UNRWA is indeed the only agency that reminds the international community of its obligations towards the Palestinians displaced in 1948 and 1967, and its distancing from Palestinian activities in the camps is protected by its neutrality clause. However, the agency’s operations, attitude and response, while evolving over time and depending upon the political context, evokes stronger perceptions by Palestinians who never fully trusted UNRWA. Resulting Palestinian hostility toward the UN extended to UNRWA,” Irafn notes. “To many refugees, the agency was simply the local face of the Western-dominated “international community” that oversaw the United Nations.” Within this context in the 1970s, Palestinians working with UNRWA were perceived as traitors by other refugees.
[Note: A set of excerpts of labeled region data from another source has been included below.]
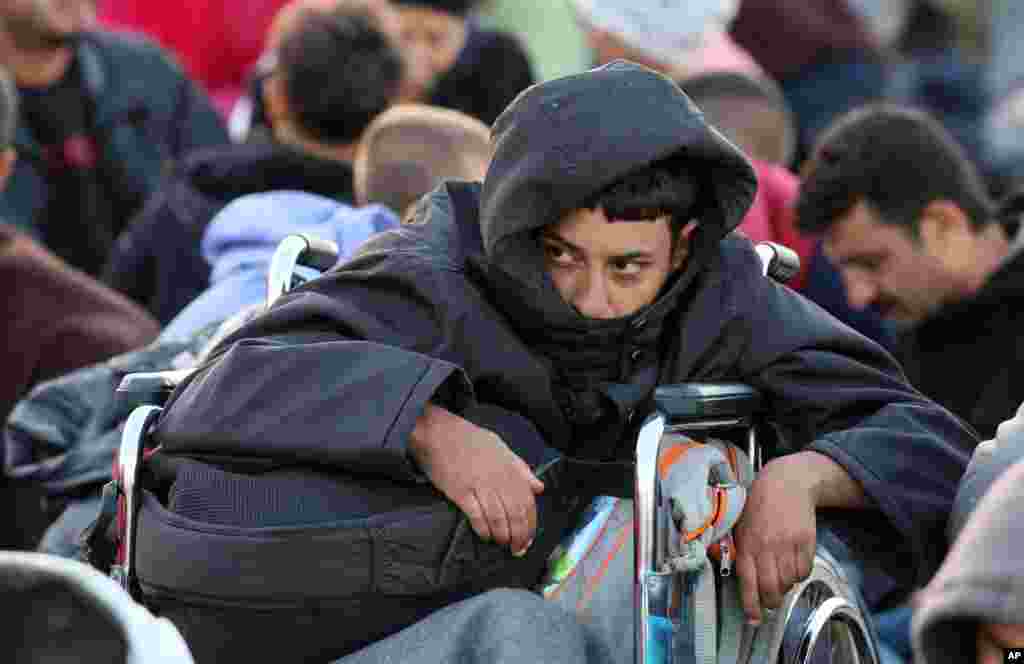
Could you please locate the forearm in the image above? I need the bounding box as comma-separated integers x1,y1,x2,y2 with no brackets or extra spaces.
776,450,868,509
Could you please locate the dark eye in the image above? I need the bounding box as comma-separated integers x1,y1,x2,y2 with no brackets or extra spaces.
544,243,572,265
611,260,645,276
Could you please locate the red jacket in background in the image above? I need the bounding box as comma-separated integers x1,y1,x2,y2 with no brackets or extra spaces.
97,0,288,112
739,160,815,291
0,223,160,421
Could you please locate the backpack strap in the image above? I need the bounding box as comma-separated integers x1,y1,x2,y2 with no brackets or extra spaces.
658,440,754,664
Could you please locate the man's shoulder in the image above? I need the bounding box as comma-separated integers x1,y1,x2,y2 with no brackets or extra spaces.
79,31,185,86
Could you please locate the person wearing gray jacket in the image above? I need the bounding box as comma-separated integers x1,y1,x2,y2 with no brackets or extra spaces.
912,405,1024,664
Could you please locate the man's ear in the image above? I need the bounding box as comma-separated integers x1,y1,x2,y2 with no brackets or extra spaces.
260,74,291,132
0,148,17,192
920,201,975,275
672,221,697,269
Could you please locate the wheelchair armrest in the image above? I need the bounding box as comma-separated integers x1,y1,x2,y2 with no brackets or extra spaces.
654,382,763,424
115,369,195,409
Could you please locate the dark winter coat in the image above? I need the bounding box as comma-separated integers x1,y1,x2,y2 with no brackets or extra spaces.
156,63,974,598
103,142,354,325
0,223,160,422
897,243,1024,440
0,32,228,239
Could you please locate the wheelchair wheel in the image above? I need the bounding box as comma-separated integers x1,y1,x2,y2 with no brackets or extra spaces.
749,547,879,664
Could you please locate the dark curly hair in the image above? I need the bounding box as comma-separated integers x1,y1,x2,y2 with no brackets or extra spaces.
797,105,995,237
275,10,403,144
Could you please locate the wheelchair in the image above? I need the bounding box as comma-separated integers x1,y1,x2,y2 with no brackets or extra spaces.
111,236,879,664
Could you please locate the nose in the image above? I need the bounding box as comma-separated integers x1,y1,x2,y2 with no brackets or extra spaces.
572,275,615,320
844,271,879,309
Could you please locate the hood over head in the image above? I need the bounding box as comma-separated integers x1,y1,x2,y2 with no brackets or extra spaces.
480,60,757,317
202,191,398,283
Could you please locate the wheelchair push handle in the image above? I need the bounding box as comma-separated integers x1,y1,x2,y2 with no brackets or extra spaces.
755,242,800,284
654,382,763,424
266,234,341,306
114,369,195,411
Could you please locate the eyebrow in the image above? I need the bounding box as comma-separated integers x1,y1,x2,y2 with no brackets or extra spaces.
834,250,889,267
541,231,653,260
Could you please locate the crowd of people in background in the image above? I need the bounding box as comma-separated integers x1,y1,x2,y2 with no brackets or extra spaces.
0,0,1024,663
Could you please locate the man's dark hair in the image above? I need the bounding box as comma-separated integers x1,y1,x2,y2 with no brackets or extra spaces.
0,67,18,150
797,105,994,237
275,9,403,144
679,72,797,165
580,153,700,243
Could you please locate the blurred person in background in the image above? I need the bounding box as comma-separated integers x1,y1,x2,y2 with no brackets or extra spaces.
983,0,1024,190
798,106,1024,438
96,0,288,115
0,67,159,548
680,72,890,346
912,446,1024,664
729,0,887,159
354,105,490,218
0,0,227,275
391,0,536,125
572,0,764,81
228,0,407,142
105,7,403,323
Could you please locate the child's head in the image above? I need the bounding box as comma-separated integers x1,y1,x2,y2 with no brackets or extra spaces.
354,105,490,215
263,7,403,149
679,72,797,166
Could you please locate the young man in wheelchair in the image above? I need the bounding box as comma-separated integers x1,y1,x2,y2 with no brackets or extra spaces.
155,61,973,659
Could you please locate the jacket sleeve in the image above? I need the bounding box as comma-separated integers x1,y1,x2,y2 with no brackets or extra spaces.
741,279,977,581
156,253,472,480
169,57,230,155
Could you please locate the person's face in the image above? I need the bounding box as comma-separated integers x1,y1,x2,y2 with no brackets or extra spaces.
0,0,96,49
824,202,955,323
540,208,696,320
396,6,467,94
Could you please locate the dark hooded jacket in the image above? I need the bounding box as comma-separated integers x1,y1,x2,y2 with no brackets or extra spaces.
897,237,1024,440
155,63,972,583
103,142,354,325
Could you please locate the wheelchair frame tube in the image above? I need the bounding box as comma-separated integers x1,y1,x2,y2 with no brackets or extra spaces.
118,406,164,594
633,412,665,664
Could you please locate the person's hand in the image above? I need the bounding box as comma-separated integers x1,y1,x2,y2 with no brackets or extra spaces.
733,455,817,624
410,404,544,555
977,623,1024,664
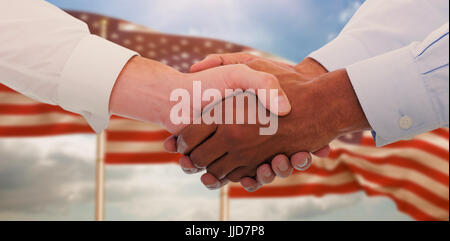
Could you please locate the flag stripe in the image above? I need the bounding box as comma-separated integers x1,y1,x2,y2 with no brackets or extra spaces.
0,91,37,105
0,102,80,118
356,175,448,220
431,128,449,140
0,113,87,127
229,181,361,198
348,164,449,211
106,141,164,153
330,143,449,176
361,138,448,160
0,84,17,93
364,186,446,221
107,130,170,142
251,169,355,186
0,123,94,137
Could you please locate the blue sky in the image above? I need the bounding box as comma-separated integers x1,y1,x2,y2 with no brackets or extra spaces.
0,0,410,220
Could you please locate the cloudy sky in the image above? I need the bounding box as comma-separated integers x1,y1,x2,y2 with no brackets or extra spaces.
0,0,410,220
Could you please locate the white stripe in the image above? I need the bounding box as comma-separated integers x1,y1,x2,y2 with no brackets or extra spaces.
330,141,449,175
108,119,164,131
363,131,449,150
356,175,448,220
0,113,87,127
0,91,39,105
106,141,165,153
230,172,355,188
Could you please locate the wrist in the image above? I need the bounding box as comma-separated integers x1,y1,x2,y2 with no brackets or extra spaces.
294,57,328,78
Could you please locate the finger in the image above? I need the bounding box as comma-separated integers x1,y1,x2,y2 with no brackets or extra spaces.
256,164,275,184
313,145,331,158
178,156,203,174
163,136,177,153
200,173,229,190
227,167,256,182
190,52,260,73
291,152,312,171
241,177,262,192
189,134,228,168
224,65,291,116
271,154,293,178
176,123,217,155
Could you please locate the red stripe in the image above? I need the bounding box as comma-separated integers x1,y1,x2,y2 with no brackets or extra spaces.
111,115,132,120
0,123,94,137
329,149,449,187
293,160,349,177
431,128,449,140
229,181,361,198
0,84,17,93
0,103,80,118
364,186,442,221
348,164,449,211
105,152,181,164
361,137,449,161
106,130,170,142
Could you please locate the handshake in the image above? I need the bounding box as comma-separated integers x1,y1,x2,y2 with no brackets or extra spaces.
109,53,370,191
160,53,369,191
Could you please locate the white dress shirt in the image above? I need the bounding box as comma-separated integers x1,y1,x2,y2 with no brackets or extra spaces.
0,0,136,132
310,0,449,146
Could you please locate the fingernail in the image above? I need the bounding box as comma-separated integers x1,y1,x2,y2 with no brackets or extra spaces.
295,157,311,171
264,170,272,177
244,187,256,192
177,136,187,154
278,162,289,172
206,182,220,190
271,95,291,114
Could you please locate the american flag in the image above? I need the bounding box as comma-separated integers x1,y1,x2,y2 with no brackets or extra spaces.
229,129,449,220
0,11,449,220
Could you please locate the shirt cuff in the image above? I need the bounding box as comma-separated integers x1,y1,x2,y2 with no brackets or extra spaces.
347,42,439,146
58,35,137,133
309,34,370,72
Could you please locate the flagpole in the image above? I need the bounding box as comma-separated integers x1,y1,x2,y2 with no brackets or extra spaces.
219,184,230,221
95,19,108,221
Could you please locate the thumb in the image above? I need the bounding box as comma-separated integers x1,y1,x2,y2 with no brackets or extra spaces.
190,54,223,73
223,64,291,116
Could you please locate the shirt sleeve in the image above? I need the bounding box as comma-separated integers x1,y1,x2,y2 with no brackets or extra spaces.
347,22,449,146
0,0,137,132
309,0,449,71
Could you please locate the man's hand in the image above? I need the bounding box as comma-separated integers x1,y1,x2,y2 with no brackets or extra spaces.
177,67,369,185
165,53,330,191
109,56,291,134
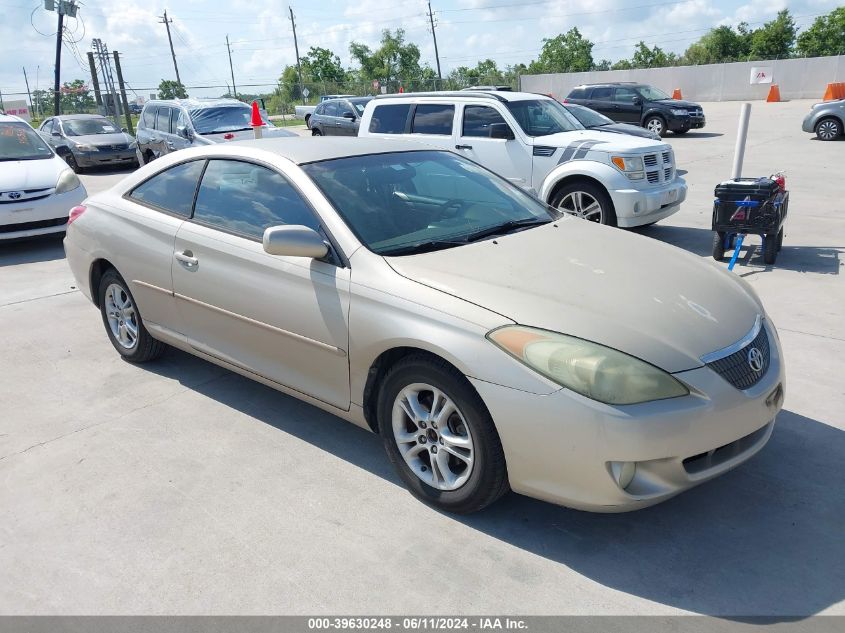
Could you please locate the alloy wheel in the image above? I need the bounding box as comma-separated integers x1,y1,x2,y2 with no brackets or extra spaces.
106,284,138,350
392,383,475,491
558,191,602,222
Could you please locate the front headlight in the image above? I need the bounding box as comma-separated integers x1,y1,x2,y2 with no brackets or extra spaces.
56,169,81,193
487,325,689,405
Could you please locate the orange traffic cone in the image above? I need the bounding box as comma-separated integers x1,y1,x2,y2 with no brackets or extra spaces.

When the PLO turned to diplomacy, leader Yasser Arafat leveraged UNRWA as “an important component of the PLO’s internationalist strategy” at a time when guerrilla tactics had not yet been completely abandoned. As a result of PLO efforts at the UN General Assembly, and UNRWA’s recognition of the PLO in 1974 after the latter first adopted the two-state politics, UNRWA’s work “became increasingly enmeshed with the UNGA’s moves to address and excavate the Palestinian situation.”
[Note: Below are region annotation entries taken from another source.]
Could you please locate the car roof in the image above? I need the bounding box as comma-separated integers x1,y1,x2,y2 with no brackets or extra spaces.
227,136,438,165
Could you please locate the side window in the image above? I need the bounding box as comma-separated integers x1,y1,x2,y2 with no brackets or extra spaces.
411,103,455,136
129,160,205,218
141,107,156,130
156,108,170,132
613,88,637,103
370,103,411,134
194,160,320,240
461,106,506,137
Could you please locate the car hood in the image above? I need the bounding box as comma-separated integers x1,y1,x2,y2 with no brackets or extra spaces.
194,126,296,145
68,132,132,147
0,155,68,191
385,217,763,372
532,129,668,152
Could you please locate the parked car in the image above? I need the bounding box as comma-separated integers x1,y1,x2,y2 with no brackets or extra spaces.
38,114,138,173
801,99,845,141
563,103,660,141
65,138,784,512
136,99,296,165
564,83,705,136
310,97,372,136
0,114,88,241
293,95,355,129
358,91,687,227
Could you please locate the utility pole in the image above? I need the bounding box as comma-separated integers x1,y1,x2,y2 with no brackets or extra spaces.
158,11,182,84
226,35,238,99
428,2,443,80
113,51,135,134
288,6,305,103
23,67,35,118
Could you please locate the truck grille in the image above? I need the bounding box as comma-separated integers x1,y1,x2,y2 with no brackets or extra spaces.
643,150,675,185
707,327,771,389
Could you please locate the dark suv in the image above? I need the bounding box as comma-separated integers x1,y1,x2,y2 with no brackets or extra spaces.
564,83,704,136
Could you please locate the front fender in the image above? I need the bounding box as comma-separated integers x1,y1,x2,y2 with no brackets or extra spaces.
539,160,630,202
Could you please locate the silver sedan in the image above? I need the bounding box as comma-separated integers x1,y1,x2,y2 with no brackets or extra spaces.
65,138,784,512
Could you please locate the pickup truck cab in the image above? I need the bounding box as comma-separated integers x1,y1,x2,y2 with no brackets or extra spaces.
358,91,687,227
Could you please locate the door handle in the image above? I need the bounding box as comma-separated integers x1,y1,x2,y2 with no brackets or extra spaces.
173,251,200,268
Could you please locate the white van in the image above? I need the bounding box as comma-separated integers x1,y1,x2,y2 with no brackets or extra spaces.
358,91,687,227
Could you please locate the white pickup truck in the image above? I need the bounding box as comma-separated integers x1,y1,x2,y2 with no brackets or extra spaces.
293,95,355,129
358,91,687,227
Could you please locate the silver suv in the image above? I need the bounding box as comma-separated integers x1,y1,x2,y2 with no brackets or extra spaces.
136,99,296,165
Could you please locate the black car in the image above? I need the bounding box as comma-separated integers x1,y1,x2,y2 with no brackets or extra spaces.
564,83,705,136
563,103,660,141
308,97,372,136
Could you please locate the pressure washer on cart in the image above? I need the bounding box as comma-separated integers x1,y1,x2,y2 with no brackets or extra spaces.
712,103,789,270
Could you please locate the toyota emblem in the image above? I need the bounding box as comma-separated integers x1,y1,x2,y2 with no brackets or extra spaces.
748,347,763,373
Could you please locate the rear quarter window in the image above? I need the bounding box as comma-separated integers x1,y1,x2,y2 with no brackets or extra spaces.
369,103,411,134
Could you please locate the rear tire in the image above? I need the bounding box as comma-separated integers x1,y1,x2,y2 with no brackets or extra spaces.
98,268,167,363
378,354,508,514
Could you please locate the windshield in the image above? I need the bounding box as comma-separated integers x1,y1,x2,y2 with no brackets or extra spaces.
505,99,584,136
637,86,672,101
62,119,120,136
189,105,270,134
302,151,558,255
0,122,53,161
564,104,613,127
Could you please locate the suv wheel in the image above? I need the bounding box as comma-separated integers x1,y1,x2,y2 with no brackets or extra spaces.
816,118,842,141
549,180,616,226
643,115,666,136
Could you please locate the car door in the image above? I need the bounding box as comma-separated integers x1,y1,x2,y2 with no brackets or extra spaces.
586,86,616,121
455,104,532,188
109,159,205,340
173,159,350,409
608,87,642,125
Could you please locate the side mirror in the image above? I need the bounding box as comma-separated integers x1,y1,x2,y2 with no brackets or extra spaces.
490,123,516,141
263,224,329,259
In the epilogue, Irfan writes, “UNRWA’s work reflects the geographical scope of the Palestine issue and its ultimate grounding in dispossession, displacement, and dispersal,” noting that the Palestinian refugee’s struggle “has always been at least as much about rights as it is about territory.” As the genocide in Gaza unfolds, Irfan’s research on how UNRWA and the UN aided the depoliticisation of Palestinians’ political rights is more relevant than ever.